Wiedereingliederung auf 50% möglich?

von
Franziska

Guten Tag,

ich möchte gerne nach 2,5 Jahren Krankheit aus psychischen Gründen
bei meinem alten Arbeitgeber wieder einsteigen, jedoch perspektivisch nicht auf die alte Vollzeitstelle, sondern auf 50%.

Ist dies mit der Wiedereingliederung durch die DRV möglich? Und wenn ja, hat das Auswirkungen auf die Höhe des Übergangsgelds?

Parallel zur Wiedereingliederung möchte ich außerdem aus persönlichen Gründen ein Studium beginnen. Hat dies irgendwelche Auswirkungen auf den Prozess bei der DRV?

Ursprünglich hatte ich im Frühjahr 2019 einen Antrag auf Erwerbsminderungsrente gestellt, als es mir noch deutlich schlechter ging. Die Entscheidung darüber wurde bis zur Durchführung einer Reha ausgesetzt.

Vom Antragsprozess her warte ich aktuell auf die Genehmigung dieser Reha (warum die genehmigt werden muss, nachdem die DRV sie selbst im Rahmen des Rentenantrags gefordert hat, ist mir schleierhaft.). Man hat mir allerdings schon gesagt, dass es zurzeit Wartezeiten von bis zu 9 Monaten auf die Reha gibt, was ich mir definitiv nicht leisten können werde.

Nachdem Ende Oktober mein ALGI ausläuft und ich auf jeden Fall das Studium beginnen möchte, brauche ich so langsam einen Plan wie es finanziell weiter gehen soll. Daher wäre ich dankbar für jede Info.

Meine Sachbearbeiter erreiche ich aufgrund von Urlaub und Corona-Rückstand gerade nicht, daher hoffe ich, dass mir hier jemand helfen kann? :/

Viele Grüße
Franziska

Experten-Antwort

Hallo Franziska,

bitte setzen Sie sich mit der Reha-Sachbearbeitung Ihres Rentenversicherungsträgers in Verbindung und bitten zeitnah um Entscheidung zu der beantragten medizinischen Reha-Maßnahme. Erst mit der Bewilligung entscheidet sich, ob es zu längeren Wartezeiten in der entsprechenden Klinik kommt.
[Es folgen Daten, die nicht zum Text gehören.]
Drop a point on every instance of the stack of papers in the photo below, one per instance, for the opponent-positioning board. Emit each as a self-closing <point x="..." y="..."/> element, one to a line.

Welche Maßnahme zur Teilhabe (medizinisch und später ggf. auch beruflich) dabei für Sie in Betracht kommen, entscheidet Ihre Sachbearbeitung im Einzelfall.
Ob und inwieweit eine Wiedereingliederung bei Ihrem Arbeitgeber bzw. ein Studium in diesem Zusammenhang zielführend wären, können wir in diesem Forum nicht beurteilen.

Zusammengefaßt setzen Sie sich bitte mit der Reha-Sachberarbeitung in Verbindung (ggf. auch per E-Mail und bitten um Rückruf), diese stellt dann bei Bedarf auch den Kontakt zum Reha-Berater für eine weitergehende Beurteilung/Beratung mit Ihnen für mögliche spätere Maßahmen zur Teilhabe amm Arbeitsleben her.

[Dieser Beitrag wurde 1mal bearbeitet, zuletzt am 03.08.2020, 14:19 Uhr]

von
Franziska

Hallo und vielen herzlichen Dank für die schnelle Antwort.

Ist denn für die Zeit zwischen Ende des Arbeitslosengeldes und Beginn der Reha * grundsätzlich * irgendeine finanzielle Unterstützung vorgesehen?

Von irgendetwas muss ich in der Zeit ja meine Miete zahlen, falls ich unverschuldet länger auf die Reha warten muss.

Vielen herzlichen Dank
Franziska

von
Franziska

Nachtrag:
...und können Sie mir sagen, ob eine Wiedereingliederung auf 50% Auswirkungen auf die Höhe des Übergangsgelds hat?

Das sollte ja unabhängig von der Entscheidung durch meinen Sachbearbeiter sein.

Viele Grüße
Franziska

von
Siehe hier

Hallo Franziska,
grundsätzlich gilt ‚Reha vor Rente‘. Wenn Sie also einen Antrag auf EM-Rente gestellt haben und die Einschränkungen nicht allein aufgrund der Aktenlage eine Reha ausschließen (wenn abzusehen ist, dass die gesundheitlichen Einschränkungen auch durch eine Rehamaßnahme nicht verbessert werden können), wird zunächst eine Reha veranlasst. Diese muss bewilligt werden, auch wenn die von der DRV selbst gefordert wird (sind zwei Abteilungen).

Wenn Ihr ALG I zum Oktober endet, sollten Sie prüfen, ob hier bereits die ‚Corona-Verlängerung‘ von drei Monaten berücksichtigt ist (wessen ALG I in der Zeit zwischen Mai und Dezember 2020 auslaufen würde, erhält automatisch drei Monate länger ALG I).
Da Sie einen Antrag auf EM-Rente bereits gestellt haben, kommt für Sie auch weiter Zahlung vom Arbeitsamt in Betracht im Rahmen der ‚Nahtlosigkeit‘ (sofern ALGI nicht bei Ihnen ohnehin schon deshalb nur gewährt wird). Hierzu sollten Sie sich bei Ihrer Agentur für Arbeit erkundigen.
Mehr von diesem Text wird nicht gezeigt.